The cabbie stinks of cigarette smoke. The taxi’s seats are worn. The boy and I sit in the back with Verity. I can barely think over the hammering of my pulse and acid sears my throat.
Verity wipes speckles of blood off her face and neck with her gown’s damp hem before the driver gets a good look at her, and sucks her teeth.
I slowly inhale, exhale, and after a minute look past Verity at the kid. I should stop calling him a kid, even to myself. “Thanks. You followed me from the café?”
He nods. His voice is low, a little rough, as if from disuse. “I came right behind you. When I saw where you headed - I’ve had … run-ins with them before. I knew what would happen when we touched.”
His voice speeds up and he skips to the primary concern, what consumes all wraiths who wake Upside. “Nobody saw or heard me, I thought I was dead, a ghost, then I brushed against one and … changed. I stuck around their place and experimented.” He blinks hard and swipes at his mouth. “You’re the first person like me I’ve come across.”
I nod sagely. “How long have you been here?”
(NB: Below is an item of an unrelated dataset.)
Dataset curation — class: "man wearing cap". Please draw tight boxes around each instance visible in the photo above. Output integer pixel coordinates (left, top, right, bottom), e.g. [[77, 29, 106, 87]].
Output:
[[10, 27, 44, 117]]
“I don’t know. I don’t know anything, except my name.”
“I mean, how far back can you remember?”
“A month.”
Four weeks? Impressive. I was close to hysteria when Castle found me three days after I woke. Never thought I would meet one of us Upside.
My nerves are jittering; I look through the rear and side windows, expecting to see headlights coming too near. How can Verity relax back with the appearance of unconcerned serenity? We don’t have much of a head start; the Greché must be close behind.